The research to forensic translation is critical for neuroscience as evidence, particularly because I think it may be very vulnerable to a) confirmatory bias in experimental design and b) extremely clever legal arguments.  For example, one side offering a brain scan as evidence could cite the huge number of published research studies using the technology as proof that it is generally accepted in the field and thought to be highly accurate and reliable.  To someone who is not a researcher in the field, this sounds pretty impressive and convincing.  Of course, those who work in the field know that there are huge problems in comparing individuals to group scans, as well as many factors that should limit the forensic inferences that can be reasonably drawn from a single functional scan (Bayesian, neurophysiological limitations, ruling in or out alternative causes, individual variability in functional architecture, and so forth).

In the discussion period, I heard several stories from practicing lawyers about the brain scans they’ve brought to and responded to in the courtroom.  Coming from a research background myself, it is fascinating – and sometimes worrying – to see how the (ideally) objective science and the research community may potentially be manipulated in the adversarial process of a trial.
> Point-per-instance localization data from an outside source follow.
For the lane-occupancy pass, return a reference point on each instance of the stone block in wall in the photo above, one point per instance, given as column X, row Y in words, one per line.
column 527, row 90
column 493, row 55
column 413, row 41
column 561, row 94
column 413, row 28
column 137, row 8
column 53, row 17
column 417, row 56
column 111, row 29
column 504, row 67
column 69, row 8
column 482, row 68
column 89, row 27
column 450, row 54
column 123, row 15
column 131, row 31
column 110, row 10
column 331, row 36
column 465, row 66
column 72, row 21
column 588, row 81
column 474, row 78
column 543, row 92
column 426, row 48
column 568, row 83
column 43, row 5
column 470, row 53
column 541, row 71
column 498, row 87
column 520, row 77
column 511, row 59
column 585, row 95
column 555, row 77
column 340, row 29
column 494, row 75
The talk started with a reference to last week’s (9/15) New York Times article reporting on an Indian case where a woman was convicted of poisioning her former fiance at least partly on the basis of an EEG assessment that proved her “experiential knowledge” of the crime.  We are trying to get a hold of the judge’s opinion from that case, which was reported to have 9 pages dedicated to the defense of the technology.  What this should remind us of is that “neurolaw” is already being applied to invesigation and courtroom phases of the legal system.  If serious mistakes are made, the consequences could be grave both for the people whose lives may be harmed, and for the credibility of the field itself.